La structuration de la dépense évolue peu : 27 % sont consacrés au RSA, 20 % aux personnes âgées dépendantes, 20 % à l’enfance, 20 % aux personnes en situation de handicap.

Cette faible augmentation de la dépense s’explique par la faible progression des dépenses du RSA (+ 1,1 % en dépit de sa revalorisation) et la stabilisation de certaines dépenses : celles de prévention diminuent, celles vers l’aide sociale à l’enfance n’augmentent que de 1,4 %.

Cette enquête est menée par l’Odas en lien avec la Commission « Finances et activités départementales » qui regroupe une quarantaine de départements métropolitains et des représentants de la Direction générale de la cohésion sociale (DGCS), de la Direction de la recherche, des études, de l’évaluation et des statistiques (DREES) et de La Banque Postale.

Protection de l’enfance : baisse des coûts d’hébergement et recherche de solutions innovantes

La croissance massive (8 500, soit +5,4 %) des mineurs non accompagnés (MNA) ne se traduit en effet pas par une augmentation des dépenses… Un paradoxe qui s’explique par la baisse des coûts moyens d’hébergement (- 1,9 %) et « la recherche de solutions innovantes pour l’hébergement des grands adolescents entre les départements et les associations », selon Claudine Padieu, une des auteurs de l’étude (2).

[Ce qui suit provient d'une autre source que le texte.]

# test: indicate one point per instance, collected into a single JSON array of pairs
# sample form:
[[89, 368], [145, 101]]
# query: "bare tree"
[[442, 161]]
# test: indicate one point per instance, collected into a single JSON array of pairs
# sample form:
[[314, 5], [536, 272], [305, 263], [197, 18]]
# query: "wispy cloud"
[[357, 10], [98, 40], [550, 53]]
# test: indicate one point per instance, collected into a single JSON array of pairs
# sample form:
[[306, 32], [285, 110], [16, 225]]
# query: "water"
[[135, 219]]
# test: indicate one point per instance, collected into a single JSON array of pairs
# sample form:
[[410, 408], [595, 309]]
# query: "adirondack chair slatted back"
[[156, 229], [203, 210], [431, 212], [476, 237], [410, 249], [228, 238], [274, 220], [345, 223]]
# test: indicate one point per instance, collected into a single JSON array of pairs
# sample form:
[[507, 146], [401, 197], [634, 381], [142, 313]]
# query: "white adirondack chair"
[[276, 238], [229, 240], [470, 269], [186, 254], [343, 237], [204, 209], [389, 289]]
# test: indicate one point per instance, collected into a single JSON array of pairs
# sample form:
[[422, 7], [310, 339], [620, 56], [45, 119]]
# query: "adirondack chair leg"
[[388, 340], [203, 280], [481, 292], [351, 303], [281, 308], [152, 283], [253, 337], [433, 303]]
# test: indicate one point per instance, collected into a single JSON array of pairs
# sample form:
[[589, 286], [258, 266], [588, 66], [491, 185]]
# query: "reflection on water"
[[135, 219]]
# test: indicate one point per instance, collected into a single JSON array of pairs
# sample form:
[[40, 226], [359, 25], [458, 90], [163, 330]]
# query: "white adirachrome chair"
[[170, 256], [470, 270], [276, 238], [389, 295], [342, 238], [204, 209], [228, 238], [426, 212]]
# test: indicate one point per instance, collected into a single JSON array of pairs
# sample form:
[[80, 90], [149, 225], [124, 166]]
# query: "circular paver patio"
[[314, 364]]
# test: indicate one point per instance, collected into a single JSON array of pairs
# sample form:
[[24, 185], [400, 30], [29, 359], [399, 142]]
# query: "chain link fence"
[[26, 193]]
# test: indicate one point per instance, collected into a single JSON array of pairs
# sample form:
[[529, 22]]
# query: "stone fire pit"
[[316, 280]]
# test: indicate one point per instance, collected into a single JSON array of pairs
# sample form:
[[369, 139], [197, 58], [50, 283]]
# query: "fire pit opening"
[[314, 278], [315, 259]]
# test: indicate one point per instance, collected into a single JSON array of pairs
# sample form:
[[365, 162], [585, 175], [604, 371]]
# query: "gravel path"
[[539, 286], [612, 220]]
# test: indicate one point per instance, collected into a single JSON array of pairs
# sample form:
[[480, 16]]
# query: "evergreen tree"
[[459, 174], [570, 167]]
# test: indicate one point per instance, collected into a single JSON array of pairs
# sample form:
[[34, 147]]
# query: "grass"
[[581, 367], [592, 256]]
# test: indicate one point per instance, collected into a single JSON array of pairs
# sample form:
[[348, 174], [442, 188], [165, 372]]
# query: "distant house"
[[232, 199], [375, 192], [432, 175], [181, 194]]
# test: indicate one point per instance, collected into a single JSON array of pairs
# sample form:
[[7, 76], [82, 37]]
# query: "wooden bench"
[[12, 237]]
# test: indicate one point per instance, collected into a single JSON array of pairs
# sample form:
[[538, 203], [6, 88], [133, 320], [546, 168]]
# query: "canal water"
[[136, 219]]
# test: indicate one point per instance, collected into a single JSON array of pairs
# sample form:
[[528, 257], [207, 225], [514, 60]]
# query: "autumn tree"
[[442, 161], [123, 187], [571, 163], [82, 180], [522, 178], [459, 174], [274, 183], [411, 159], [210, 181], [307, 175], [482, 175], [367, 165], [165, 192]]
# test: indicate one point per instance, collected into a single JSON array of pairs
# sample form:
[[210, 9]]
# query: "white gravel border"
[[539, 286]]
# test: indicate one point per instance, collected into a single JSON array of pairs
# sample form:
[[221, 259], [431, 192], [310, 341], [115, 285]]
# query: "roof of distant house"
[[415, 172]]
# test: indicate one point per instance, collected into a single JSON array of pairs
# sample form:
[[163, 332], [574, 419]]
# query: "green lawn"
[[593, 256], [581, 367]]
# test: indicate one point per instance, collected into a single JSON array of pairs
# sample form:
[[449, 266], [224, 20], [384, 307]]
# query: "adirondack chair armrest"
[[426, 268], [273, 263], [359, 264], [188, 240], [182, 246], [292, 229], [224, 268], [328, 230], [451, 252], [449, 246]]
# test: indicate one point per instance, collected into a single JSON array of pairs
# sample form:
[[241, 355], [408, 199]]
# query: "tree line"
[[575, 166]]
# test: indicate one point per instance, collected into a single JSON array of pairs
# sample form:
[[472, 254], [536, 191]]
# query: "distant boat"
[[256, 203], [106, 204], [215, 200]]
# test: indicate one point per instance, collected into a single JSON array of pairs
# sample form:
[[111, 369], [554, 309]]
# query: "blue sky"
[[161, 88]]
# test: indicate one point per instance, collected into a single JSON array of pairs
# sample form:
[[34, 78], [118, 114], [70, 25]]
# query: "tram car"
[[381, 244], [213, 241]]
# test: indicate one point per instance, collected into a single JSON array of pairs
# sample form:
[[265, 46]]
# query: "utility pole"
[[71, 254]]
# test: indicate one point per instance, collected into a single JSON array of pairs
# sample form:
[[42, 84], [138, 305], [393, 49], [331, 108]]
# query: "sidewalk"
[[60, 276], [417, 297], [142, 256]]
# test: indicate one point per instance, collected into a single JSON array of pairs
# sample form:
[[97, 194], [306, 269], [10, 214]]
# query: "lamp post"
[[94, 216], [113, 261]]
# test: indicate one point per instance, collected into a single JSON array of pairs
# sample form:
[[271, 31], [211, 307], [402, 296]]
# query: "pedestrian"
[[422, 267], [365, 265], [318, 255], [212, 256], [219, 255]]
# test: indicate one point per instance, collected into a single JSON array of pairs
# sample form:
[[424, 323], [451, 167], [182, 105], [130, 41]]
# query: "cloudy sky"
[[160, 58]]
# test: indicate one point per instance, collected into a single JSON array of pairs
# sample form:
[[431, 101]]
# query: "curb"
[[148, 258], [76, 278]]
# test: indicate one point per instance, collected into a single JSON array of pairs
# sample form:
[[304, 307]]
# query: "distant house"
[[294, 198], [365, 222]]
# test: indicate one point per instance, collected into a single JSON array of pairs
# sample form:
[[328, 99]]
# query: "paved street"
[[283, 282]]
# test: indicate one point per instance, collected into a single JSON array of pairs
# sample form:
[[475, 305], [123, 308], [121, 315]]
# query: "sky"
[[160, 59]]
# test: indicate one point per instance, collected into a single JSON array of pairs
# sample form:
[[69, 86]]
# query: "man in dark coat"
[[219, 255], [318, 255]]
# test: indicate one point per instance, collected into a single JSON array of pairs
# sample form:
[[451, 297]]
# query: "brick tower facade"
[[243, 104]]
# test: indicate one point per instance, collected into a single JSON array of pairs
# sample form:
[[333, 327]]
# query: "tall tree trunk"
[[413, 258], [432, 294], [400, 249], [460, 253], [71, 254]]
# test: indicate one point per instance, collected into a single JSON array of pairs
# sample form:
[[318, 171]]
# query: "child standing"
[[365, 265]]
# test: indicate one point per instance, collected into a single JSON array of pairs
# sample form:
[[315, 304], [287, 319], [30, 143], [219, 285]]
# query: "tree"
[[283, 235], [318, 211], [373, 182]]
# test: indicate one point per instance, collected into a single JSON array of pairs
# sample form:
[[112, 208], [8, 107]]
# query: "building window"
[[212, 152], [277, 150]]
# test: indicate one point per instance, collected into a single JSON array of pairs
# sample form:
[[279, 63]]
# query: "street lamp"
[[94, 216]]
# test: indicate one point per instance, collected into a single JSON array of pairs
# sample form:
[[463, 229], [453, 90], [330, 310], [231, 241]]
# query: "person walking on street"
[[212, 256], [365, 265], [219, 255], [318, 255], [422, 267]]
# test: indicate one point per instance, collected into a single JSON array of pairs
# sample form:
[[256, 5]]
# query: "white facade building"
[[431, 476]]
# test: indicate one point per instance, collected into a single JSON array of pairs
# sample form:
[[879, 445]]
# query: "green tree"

Parallèlement, les départements ont « poursuivi leur politique de désengagement auprès des jeunes majeurs sortants de l’ASE », avec une diminution du nombre de contrats jeunes majeurs (- 1 300 en 2017) et des contrats plus courts.

Petit signe d’espoir, les contrats pluriannuels d’objectifs et de moyens entre les maisons d’enfance à caractère social (Mecs) et les organismes de logement, de formation professionnelle ou des entreprises, qui permettent de trouver des solutions d’insertion, de considérer « les associations comme des partenaires et non des prestataires », et contribuent à la baisse du coût moyen de l’hébergement.

Personnes handicapées : toujours plus de dépenses sans qu’on sache pourquoi

L’Odas ne s’explique pas pourquoi ce poste de dépense est celui qui augmente le plus : + 2,7 % par rapport à 2016, + 13 000 bénéficiaires de la prestation de compensation du handicap (PCH), tout aussi inexplicable. Une des hypothèses : l’absence de prise en charge par la psychiatrie (et un transfert vers la PCH…) et les effets du vieillissement des personnes en situation de handicap.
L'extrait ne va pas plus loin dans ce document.